After posting a 7-over 147 at Milwaukee Country Club and Brown Deer Park in River Hills, Wis., Knodt, 55, of Chula Vista, Calif., wound up in a 19-for-14 playoff to determine the final match-play spots. Two bogeys later and he was on his way home.
“The biggest thing I learned from the Mid-Am was not so much in my play but more in the way I managed my time,” said Knodt. “I actually wound up getting tired, so by the time I got to that playoff, I was pretty beat up.”
Hoping to avoid a similar fate at the USGA Senior Amateur Championship this week, Knodt got off to a great start Saturday, with a 3-under 68 at the 6,579-yard, par-71 Shady Oaks Country Club that gave him a one-stroke lead midway through the first round of stroke play.
“I like the golf course,” said Knodt of playing at the club best known as the home of four-time U.S. Open champion Ben Hogan. “I like the way it sets up for me. I really like the greens. They’re really similar to what I’m used to playing. I just felt pretty comfortable.”
Even after making double bogey on the par-4 fourth hole, the 13th of his round, when he hit a tree and had a ball wind up buried in a bunker, Knodt came back to birdie three of his next four. He finished with six birdies, one bogey and the double bogey.

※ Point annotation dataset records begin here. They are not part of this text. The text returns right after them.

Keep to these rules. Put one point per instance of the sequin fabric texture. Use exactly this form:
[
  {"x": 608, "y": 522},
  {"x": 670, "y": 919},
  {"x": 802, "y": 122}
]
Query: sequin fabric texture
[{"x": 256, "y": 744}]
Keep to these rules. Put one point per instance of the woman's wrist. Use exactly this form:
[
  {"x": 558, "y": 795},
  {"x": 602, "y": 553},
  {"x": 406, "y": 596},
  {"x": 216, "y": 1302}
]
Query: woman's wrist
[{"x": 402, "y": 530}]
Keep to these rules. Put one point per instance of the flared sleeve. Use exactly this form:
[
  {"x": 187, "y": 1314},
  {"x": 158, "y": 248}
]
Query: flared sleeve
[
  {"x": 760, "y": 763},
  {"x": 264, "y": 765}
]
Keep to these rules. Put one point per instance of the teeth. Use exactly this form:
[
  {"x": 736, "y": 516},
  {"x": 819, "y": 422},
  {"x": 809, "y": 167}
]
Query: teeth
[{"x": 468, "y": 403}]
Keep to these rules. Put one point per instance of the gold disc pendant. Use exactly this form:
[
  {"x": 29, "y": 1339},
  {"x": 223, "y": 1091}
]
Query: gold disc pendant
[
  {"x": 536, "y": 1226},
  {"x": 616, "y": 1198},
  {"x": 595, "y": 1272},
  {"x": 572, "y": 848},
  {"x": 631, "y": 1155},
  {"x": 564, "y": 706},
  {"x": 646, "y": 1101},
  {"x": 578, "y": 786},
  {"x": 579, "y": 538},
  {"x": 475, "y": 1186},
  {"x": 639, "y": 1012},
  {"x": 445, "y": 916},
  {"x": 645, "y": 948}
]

“I think I was able to really manage the ball well,” said Knodt. “I was able to cut it when I needed to, draw it when I needed to, and get it in the right position on the greens so I had a lot of good putts. And the yardage is so much more forgiving than the Mid-Am was.”
The 68 left Knodt one stroke ahead of 1986 U.S. Amateur champion Stewart “Buddy” Alexander, 55, of Gainesville, Fla., Dave Denezza, 61, of Greensburg, Pa., and Tom Doughtie, 55, of Amarillo, Texas.

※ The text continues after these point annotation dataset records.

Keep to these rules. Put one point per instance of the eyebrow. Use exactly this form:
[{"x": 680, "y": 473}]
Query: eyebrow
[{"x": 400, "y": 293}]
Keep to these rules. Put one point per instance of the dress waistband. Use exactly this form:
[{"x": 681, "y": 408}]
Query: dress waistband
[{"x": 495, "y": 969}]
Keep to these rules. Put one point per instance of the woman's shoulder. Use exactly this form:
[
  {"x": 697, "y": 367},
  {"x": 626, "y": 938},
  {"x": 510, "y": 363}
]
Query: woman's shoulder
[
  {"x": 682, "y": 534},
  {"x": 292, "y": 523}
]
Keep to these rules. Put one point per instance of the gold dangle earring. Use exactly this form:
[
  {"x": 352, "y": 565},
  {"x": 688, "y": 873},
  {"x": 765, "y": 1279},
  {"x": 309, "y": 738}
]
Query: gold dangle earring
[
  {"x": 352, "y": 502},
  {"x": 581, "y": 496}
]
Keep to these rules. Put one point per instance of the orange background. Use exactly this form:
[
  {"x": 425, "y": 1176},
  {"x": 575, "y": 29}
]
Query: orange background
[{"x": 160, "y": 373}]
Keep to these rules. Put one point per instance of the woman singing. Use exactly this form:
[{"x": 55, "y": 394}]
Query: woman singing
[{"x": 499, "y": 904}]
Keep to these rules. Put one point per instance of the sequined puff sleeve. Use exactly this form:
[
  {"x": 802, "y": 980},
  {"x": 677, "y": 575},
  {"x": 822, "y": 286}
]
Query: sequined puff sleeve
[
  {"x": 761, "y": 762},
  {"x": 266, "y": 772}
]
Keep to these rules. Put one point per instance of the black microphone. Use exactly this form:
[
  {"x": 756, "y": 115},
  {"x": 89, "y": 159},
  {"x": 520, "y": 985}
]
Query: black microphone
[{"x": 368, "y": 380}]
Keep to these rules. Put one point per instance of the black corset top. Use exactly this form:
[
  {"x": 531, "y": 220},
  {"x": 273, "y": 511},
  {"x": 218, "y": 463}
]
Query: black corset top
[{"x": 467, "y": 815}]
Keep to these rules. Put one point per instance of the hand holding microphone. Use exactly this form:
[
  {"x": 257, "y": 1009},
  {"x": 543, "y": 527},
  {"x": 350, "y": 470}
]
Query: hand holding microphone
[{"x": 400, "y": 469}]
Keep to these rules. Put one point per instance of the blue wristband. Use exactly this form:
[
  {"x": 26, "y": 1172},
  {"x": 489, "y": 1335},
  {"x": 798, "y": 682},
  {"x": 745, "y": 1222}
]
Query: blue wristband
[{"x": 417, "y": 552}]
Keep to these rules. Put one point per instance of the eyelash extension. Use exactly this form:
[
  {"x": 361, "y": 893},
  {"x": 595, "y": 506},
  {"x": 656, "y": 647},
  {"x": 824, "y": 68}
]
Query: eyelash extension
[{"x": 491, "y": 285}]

Alexander, the head coach of the men’s golf team at the University of Florida, doesn’t play much competitive golf but didn’t see that as a negative coming into this week’s championship.
“It’s a little bit like riding a bike,” said Alexander. “If you manage to hit enough balls to feel comfortable about your game, the competition part (comes back). I’ve been doing this a long time. I’ve never played a heavy schedule, even after winning the Amateur, usually just five or six events a year.”

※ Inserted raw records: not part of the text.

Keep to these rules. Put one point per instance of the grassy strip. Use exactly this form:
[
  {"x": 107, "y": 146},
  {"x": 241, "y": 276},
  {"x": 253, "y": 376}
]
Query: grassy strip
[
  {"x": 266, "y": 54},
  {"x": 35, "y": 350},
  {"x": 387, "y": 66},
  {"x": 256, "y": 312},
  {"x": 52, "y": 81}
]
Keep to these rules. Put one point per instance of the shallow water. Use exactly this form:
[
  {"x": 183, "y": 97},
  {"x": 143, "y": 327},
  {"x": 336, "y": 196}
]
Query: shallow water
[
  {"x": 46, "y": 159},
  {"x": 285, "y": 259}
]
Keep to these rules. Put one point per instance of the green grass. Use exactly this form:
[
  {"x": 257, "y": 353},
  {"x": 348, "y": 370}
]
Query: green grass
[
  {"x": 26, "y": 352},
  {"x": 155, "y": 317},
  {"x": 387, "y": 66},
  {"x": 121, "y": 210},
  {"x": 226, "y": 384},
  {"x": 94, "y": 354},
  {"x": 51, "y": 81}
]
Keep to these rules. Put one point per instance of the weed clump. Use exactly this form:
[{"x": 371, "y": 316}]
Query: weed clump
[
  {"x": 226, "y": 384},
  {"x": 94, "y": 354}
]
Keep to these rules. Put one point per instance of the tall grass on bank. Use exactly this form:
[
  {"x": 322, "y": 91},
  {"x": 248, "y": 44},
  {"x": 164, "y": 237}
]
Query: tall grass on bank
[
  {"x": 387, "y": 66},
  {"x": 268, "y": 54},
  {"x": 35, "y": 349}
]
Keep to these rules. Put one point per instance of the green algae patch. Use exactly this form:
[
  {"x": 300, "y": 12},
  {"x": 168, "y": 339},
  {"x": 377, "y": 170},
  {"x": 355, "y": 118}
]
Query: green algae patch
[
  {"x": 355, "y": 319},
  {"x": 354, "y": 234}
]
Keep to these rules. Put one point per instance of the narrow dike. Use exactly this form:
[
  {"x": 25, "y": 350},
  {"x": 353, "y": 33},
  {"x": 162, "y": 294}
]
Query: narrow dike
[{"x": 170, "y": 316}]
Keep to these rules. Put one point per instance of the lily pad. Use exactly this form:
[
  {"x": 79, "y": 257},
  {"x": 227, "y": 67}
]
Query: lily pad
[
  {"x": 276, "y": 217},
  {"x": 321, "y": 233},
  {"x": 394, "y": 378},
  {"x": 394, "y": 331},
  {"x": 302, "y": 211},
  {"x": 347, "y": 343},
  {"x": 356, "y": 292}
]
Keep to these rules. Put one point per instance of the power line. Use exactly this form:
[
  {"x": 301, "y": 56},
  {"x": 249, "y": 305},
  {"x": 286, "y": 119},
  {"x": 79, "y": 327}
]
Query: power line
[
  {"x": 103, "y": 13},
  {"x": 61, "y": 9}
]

Bruce Meyer of El Paso, Texas, and 2004 Senior Amateur stroke-play medalist Ron Vannelli, 60, of Edison, N.J., were two strokes behind the leader after posting 1-under 70s on a hot day at Shady Oaks.
The field’s remaining 78 players, including defending champion Stan Lee, 56, of Heber Springs, Ark., will finish their first round Saturday afternoon. Lee is trying to become the first to win consecutive championships since William Campbell won back-to-back Senior Amateurs in 1979-80.
After a second day of stroke play Sunday, the USGA Senior Amateur field will be reduced to 64 players for match play. The first round of match play is scheduled for Monday, the second and third rounds will be played Tuesday, the quarterfinal and semifinal matches are on Wednesday, and the 18-hole championship final will be played Thursday.